What was even worse in this case, is that the deletion code was set to be executed every half hour. As soon as the query took longer than half an hour to execute, another copy of the same query would also start running, and be blocked by the first query. This was easily seen in Activity Monitor:
You can imagine that this leads to a downward spiral that will lead to significant problems.
The final issue was that the I/O subsystem was unable to keep up with all the activity either. A quick check of the latency showed numbers far in excess of the recommended 5 to 10 milliseconds for data files:
It was time to fix the issues. Apart from speaking to the SAN administrator about how slow the SAN had become under load, two things needed to be done to avoid the problem.

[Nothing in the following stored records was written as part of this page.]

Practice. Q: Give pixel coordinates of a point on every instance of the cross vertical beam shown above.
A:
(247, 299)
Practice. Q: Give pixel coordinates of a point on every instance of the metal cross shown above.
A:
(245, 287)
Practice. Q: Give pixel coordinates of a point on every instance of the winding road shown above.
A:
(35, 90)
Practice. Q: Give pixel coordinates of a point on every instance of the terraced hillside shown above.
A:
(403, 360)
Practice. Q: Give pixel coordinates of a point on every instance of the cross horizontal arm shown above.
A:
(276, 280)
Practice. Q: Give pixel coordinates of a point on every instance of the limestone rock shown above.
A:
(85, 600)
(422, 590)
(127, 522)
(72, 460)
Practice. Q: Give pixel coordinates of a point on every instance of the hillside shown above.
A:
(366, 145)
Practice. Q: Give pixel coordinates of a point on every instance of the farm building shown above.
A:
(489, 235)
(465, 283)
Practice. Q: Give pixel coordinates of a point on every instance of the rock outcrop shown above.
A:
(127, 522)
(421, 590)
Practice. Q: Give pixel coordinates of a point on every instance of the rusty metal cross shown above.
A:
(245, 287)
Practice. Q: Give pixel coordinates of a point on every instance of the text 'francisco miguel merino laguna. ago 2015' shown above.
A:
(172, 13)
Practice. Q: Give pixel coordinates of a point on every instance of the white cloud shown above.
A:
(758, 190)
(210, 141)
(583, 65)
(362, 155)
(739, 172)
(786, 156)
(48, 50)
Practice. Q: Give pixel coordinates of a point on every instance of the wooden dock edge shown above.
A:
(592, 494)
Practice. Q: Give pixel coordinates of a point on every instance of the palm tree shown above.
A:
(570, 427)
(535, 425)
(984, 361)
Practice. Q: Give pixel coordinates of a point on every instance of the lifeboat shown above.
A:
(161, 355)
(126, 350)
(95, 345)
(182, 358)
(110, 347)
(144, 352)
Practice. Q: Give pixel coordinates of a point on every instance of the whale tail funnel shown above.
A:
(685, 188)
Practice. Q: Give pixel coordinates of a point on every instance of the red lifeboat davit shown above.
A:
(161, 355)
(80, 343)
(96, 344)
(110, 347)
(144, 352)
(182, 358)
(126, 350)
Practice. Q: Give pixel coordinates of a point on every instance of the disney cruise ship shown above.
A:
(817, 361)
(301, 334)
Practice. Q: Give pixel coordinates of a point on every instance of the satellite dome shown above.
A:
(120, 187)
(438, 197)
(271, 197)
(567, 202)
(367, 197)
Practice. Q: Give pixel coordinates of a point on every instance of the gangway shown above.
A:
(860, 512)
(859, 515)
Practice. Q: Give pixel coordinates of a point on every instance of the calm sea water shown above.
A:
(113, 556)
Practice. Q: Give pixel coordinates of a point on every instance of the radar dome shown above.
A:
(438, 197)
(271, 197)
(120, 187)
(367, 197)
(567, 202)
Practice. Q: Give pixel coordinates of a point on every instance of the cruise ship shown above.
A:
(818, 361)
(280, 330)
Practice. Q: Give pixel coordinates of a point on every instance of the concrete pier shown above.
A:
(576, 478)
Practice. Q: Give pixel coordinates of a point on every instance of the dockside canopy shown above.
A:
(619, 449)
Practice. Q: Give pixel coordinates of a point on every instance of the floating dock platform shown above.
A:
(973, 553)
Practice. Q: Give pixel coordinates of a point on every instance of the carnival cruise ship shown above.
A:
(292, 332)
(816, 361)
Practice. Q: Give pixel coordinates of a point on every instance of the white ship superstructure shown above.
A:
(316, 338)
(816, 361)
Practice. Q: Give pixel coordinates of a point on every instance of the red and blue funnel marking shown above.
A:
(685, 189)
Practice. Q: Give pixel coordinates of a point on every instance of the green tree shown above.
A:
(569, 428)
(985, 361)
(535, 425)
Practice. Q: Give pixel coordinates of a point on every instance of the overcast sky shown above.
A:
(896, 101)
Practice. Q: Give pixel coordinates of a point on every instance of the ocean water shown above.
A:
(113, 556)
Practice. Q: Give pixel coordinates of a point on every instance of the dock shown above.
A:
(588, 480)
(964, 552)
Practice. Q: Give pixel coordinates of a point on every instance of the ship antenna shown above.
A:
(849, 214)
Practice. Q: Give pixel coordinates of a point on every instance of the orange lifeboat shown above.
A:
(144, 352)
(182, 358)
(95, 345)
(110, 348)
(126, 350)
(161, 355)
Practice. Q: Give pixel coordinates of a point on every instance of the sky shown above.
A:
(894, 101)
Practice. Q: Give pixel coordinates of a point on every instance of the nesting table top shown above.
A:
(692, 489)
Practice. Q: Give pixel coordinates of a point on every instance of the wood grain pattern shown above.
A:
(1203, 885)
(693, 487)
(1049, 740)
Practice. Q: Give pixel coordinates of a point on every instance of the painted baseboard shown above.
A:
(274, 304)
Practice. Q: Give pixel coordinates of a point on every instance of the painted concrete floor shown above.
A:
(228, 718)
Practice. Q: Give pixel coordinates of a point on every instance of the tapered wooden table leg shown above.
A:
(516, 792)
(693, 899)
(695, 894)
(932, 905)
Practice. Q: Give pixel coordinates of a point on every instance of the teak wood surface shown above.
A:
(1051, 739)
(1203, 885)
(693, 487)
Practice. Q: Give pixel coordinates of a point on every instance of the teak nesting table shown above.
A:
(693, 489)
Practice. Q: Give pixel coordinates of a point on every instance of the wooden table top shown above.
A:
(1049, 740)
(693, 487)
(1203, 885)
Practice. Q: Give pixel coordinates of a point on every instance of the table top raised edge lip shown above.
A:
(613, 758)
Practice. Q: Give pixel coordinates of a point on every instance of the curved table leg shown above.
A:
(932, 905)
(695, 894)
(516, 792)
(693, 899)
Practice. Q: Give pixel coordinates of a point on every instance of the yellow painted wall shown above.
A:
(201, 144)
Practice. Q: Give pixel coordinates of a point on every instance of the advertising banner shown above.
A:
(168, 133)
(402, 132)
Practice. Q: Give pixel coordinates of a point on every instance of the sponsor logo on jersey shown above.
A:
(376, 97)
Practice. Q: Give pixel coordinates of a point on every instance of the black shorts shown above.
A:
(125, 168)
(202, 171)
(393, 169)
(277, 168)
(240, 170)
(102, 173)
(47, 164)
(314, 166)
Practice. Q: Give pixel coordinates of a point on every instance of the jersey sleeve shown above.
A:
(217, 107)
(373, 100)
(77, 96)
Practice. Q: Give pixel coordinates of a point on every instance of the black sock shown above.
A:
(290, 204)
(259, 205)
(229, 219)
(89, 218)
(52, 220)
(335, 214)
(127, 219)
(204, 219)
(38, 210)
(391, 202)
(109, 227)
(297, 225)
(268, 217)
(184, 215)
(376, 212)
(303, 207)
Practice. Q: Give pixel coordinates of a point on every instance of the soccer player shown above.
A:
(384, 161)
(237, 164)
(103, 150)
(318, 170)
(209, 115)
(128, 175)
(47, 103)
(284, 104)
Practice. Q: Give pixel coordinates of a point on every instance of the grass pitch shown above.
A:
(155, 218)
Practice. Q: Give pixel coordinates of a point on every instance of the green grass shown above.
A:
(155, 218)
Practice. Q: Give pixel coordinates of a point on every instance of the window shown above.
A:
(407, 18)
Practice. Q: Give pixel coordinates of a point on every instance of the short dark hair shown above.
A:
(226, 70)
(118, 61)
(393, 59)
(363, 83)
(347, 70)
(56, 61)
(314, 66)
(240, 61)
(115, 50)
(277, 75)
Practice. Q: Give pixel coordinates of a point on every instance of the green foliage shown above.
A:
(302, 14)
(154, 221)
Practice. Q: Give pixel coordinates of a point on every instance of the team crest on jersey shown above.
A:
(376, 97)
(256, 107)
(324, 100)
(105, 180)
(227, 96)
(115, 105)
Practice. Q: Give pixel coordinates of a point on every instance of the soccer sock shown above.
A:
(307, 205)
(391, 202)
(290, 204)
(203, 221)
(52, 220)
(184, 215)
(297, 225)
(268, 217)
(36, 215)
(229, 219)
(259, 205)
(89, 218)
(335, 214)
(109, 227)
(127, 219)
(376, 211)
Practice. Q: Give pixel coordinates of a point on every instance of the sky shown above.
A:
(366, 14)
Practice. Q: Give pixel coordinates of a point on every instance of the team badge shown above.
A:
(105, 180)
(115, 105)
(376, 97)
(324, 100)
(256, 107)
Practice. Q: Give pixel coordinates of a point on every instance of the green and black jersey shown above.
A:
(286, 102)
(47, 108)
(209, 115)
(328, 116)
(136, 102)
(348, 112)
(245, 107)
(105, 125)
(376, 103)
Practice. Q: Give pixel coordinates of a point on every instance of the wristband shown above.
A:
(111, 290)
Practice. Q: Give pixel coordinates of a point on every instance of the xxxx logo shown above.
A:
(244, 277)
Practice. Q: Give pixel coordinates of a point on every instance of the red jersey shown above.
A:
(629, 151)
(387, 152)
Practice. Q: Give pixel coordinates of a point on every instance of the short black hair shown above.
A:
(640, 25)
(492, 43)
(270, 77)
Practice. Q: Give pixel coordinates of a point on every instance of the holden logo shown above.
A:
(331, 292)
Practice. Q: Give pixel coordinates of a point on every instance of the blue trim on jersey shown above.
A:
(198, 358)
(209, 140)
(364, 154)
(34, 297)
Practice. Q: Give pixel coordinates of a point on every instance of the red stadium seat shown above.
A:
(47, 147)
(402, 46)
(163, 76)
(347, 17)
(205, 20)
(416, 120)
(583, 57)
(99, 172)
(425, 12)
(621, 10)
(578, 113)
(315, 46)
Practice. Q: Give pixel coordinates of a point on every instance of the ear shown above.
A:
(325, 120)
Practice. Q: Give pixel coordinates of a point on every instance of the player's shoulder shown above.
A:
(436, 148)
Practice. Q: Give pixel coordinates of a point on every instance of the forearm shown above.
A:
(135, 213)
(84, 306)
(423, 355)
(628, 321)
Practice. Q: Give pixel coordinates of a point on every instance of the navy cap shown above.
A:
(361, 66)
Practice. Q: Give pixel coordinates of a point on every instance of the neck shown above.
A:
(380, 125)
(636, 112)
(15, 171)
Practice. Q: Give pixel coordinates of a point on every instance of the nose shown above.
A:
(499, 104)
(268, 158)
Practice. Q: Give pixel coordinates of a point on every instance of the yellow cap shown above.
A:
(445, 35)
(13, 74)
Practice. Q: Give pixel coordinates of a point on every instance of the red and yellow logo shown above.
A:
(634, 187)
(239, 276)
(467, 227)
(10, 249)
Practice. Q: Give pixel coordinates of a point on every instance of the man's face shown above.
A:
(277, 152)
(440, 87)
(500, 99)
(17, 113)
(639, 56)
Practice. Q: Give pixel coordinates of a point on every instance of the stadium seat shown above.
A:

First, a suitable index needed to be created on the ACTIVITYLOG table. In this case, a simple index on LOG_DATE and LOG_TIME worked fine:
CREATE INDEX IX_ACTIVITYLOG_DeletionPerf_20150813 ON dbo.ACTIVITYLOG (LOG_DATE, LOG_TIME);
Second, it was important to make sure that the older data was deleted in much smaller chunks. There are very few uses that I have found for the TOP operator in INSERT, UPDATE, and DELETE statements because they cannot also contain an ORDER BY clause, but the ability to perform deletions in smaller chunks can be very useful. The deletion code would be rewritten as:
WHILE (1 = 1) BEGIN DELETE TOP(100) FROM dbo.ACTIVITYLOG WHERE LOG_DATE < @LogExpiryDate; IF @@ROWCOUNT < 100 BREAK; END; WHILE (1 = 1) BEGIN DELETE TOP(100) FROM dbo.ACTIVITYLOG WHERE LOG_DATE = @LogExpiryDate AND LOG_TIME <= @LogExpiryTime; IF @@ROWCOUNT < 100 BREAK; END;
The first loop deletes rows prior to the target date, 100 rows at a time, until all target rows have been deleted. The second loop deletes rows on the target date prior to the target time. While it would have been possible to perform this action in a single loop, particularly had the system contained a single datetime column rather than separate dates and times, it was much easier to optimize the query and indexing where these were separate queries.
The final steps were to reshrink the log file to a sensible size, change the database to Full recovery model, perform a full database backup, and to re-enable the two-hourly log backups.